First Practice Management
- Posted Monday July 17, 2017
Figures published by NHS Digital have shown that 202 GP practices in England closed or merged in the 12 months preceding June 2017, with less than ten new practices opening in that time.
The north of England saw more than 60 practices either close or merge between 1 July 2016 and 30 June 2017, while the south of England saw upwards of 50 close or merge over the same period. Only eight new practices opened in the whole of England in the course of the 12 months.
Professor Helen Stokes-Lampard, chair of the Royal College of GPs, has said the closures are at least partially to blame on the increasing stress being placed on primary care providers:
“It’s not clear with these figures why practices have closed – some may have merged, and others may have closed as a result of working ‘at scale’, which can bring benefits for patients through pooling resources to provide additional services or better appointment access.

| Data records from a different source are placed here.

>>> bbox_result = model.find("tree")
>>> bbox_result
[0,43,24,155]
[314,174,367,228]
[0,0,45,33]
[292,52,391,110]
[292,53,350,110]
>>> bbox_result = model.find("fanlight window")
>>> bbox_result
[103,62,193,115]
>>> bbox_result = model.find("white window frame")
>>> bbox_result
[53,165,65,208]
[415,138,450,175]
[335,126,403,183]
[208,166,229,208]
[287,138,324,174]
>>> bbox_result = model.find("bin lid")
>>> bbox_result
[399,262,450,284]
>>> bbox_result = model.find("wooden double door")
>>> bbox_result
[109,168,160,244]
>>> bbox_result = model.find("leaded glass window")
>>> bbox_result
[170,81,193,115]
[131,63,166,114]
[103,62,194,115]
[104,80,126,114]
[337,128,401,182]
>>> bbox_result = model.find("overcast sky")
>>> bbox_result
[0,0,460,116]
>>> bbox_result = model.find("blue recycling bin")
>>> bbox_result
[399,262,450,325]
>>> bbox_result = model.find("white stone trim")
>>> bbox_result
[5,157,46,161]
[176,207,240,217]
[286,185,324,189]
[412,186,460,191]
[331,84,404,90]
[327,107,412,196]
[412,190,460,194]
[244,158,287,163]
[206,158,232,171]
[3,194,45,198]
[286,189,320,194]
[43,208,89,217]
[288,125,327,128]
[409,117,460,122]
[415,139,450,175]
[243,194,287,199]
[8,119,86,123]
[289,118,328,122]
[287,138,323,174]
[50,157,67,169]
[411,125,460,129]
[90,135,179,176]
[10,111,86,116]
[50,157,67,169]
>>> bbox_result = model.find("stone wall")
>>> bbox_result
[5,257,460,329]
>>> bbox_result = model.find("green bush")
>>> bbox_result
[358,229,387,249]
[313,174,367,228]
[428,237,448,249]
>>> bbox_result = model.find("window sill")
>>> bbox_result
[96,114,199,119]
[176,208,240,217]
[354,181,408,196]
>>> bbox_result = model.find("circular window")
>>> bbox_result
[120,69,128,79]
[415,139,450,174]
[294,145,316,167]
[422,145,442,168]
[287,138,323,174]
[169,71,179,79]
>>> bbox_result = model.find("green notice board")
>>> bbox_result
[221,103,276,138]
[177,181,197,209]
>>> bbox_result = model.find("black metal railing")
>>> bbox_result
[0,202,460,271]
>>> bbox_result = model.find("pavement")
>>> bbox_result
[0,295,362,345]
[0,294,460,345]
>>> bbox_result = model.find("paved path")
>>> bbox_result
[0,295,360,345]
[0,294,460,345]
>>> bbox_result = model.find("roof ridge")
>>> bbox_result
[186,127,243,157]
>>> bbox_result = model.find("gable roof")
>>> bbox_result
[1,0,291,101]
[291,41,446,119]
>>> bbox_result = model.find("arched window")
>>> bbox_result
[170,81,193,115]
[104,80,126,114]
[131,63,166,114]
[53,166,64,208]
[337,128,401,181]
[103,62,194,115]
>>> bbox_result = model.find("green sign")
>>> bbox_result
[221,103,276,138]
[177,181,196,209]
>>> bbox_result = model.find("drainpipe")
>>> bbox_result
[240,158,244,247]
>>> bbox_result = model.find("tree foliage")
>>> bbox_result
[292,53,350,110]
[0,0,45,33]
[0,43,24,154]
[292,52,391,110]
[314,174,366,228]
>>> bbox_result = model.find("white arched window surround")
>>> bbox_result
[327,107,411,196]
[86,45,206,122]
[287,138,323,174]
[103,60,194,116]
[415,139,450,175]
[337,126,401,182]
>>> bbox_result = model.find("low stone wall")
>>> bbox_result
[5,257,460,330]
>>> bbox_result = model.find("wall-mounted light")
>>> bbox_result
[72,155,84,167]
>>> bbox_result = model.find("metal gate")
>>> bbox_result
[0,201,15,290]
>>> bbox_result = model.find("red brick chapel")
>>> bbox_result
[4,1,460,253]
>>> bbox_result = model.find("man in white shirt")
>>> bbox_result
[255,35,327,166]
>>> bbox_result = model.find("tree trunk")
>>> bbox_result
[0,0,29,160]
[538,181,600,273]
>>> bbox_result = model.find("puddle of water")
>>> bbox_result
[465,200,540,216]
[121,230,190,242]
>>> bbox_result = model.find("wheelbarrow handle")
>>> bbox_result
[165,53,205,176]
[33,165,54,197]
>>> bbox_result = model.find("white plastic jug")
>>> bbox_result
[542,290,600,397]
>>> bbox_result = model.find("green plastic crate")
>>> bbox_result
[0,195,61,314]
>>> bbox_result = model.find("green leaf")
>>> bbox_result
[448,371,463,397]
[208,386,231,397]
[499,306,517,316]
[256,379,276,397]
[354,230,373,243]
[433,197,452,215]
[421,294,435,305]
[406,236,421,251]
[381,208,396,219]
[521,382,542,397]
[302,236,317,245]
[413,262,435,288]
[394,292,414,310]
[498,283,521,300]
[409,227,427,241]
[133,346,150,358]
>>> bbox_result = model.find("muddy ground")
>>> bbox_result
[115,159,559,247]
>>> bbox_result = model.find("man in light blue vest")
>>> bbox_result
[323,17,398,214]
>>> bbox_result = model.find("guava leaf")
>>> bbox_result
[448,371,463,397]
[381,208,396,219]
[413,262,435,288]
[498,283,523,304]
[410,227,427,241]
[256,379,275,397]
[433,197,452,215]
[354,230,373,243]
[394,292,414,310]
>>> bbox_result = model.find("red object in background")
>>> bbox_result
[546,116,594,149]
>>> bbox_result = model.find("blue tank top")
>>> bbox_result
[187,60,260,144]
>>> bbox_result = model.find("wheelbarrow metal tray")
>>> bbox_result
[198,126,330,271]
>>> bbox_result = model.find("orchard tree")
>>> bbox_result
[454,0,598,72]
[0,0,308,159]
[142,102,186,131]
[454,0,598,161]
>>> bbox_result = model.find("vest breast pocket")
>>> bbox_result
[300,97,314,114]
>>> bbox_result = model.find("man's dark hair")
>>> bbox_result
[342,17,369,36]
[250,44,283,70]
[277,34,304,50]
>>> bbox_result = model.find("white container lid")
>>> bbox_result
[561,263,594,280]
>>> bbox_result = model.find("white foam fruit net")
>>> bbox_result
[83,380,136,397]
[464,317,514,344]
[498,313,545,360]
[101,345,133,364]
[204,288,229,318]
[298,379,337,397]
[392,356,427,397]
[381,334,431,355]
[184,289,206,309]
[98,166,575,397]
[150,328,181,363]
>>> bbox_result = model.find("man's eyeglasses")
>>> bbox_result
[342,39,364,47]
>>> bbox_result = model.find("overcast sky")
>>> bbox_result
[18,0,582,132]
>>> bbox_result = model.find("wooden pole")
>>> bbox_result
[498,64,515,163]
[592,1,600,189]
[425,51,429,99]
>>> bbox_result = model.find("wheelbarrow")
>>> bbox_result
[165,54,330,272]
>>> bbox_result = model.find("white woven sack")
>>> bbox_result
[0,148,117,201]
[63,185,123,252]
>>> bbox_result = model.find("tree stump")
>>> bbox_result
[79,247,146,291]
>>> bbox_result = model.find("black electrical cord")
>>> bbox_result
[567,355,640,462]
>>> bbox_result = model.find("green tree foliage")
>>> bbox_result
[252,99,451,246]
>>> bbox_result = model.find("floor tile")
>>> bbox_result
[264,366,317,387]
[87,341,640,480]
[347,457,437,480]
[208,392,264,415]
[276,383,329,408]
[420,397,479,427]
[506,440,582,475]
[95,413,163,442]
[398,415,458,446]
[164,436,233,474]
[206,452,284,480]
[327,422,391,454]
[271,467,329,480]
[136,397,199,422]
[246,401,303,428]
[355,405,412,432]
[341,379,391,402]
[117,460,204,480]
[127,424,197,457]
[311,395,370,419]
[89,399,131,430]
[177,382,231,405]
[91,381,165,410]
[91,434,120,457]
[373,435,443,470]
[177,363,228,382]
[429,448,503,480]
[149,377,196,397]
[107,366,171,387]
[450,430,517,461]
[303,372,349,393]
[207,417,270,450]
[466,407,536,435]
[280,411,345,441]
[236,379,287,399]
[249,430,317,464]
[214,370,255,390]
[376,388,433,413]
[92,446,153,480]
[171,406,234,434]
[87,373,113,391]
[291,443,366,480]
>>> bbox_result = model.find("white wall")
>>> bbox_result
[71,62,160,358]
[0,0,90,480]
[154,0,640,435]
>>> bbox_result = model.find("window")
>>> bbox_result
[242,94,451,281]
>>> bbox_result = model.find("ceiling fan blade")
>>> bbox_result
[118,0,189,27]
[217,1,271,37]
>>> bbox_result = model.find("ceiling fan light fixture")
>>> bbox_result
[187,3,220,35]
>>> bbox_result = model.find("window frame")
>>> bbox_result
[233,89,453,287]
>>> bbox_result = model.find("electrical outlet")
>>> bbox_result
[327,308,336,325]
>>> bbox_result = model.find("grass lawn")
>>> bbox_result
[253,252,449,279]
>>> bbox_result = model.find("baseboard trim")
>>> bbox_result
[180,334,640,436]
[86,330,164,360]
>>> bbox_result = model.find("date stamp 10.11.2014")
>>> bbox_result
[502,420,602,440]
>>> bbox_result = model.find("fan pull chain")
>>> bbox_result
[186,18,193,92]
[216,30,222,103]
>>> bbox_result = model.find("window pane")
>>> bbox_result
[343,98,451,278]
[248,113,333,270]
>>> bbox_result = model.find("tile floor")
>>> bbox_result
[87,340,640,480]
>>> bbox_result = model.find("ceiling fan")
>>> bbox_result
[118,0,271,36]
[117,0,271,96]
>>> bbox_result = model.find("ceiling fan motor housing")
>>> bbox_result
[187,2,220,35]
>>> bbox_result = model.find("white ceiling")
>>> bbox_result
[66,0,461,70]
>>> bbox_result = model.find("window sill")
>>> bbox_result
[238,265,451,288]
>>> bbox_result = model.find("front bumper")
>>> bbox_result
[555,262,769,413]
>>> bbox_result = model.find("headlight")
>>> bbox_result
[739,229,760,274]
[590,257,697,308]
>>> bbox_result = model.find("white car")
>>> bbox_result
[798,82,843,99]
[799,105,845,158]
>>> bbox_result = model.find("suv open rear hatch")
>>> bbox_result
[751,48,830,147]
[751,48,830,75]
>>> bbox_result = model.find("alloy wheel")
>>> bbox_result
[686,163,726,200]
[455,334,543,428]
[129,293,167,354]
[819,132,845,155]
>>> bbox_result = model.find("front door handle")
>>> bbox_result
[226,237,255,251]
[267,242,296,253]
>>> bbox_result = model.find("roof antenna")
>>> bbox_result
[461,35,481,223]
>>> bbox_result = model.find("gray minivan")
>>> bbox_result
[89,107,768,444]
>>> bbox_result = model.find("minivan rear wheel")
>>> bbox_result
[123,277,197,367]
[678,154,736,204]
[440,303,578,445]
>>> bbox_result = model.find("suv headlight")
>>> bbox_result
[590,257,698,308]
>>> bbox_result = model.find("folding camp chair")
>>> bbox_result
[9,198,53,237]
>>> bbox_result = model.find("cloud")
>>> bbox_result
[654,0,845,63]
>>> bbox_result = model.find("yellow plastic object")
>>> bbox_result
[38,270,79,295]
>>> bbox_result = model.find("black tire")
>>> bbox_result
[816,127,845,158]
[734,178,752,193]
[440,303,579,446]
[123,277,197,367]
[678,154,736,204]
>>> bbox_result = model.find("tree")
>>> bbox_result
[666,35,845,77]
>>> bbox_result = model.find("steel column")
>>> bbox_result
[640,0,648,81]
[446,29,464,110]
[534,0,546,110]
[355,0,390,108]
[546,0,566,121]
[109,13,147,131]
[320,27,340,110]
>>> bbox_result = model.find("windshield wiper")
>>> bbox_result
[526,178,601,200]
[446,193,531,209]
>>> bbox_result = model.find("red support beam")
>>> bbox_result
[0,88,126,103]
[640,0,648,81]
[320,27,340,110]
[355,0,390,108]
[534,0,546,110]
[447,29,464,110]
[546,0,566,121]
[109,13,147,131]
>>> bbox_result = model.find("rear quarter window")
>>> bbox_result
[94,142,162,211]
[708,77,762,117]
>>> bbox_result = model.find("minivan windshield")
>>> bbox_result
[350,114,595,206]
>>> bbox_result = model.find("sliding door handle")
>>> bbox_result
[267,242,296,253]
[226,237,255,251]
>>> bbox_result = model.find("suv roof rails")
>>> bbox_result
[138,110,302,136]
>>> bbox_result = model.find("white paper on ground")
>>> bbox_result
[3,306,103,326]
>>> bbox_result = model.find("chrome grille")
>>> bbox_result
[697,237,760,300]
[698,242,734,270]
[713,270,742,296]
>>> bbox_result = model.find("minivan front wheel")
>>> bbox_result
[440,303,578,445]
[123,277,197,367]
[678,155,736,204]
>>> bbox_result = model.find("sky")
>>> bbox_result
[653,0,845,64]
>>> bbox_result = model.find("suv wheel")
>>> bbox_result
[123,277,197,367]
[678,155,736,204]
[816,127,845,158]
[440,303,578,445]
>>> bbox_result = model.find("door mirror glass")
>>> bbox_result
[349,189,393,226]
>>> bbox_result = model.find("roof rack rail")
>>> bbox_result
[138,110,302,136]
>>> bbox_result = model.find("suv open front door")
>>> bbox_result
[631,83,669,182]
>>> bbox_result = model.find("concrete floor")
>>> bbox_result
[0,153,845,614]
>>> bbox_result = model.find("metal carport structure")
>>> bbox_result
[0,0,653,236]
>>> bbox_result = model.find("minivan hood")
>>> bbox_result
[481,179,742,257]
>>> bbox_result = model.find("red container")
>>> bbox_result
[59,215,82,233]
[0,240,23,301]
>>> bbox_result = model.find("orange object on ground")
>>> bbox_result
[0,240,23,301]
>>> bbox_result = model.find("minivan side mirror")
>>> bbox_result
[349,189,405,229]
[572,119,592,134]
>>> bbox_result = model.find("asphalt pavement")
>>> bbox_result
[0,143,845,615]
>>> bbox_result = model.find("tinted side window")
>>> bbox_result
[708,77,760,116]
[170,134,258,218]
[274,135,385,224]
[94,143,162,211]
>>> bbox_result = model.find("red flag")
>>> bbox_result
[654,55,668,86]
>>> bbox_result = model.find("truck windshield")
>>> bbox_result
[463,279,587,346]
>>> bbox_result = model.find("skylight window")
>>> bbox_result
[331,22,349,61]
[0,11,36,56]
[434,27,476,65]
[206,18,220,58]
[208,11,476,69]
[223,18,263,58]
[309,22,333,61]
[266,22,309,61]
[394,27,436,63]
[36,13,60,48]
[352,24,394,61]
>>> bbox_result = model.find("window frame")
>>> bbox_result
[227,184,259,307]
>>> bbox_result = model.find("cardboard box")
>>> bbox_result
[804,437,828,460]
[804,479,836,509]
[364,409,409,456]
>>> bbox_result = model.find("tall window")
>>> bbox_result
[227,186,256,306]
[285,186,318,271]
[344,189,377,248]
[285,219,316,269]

“But this won’t always be the case and when practices are being forced to close because GPs and their teams can no longer cope with ever-growing patient demand without the necessary funding and resources, it’s a huge problem.”
Dr Richard Vautrey, BMA GP committee acting chair, was also concerned about what the closures mean for the future of general practice: “The government has long ignored GPs’ warnings that general practice is struggling to cope, but this is further evidence that the service is at breaking point.
“With over 200 practices closed or merged in the last year and many more struggling to manage their workload pressures it is time for government and NHS England to step up their efforts to resolve this crisis before even more patients lose their much loved local GP service.”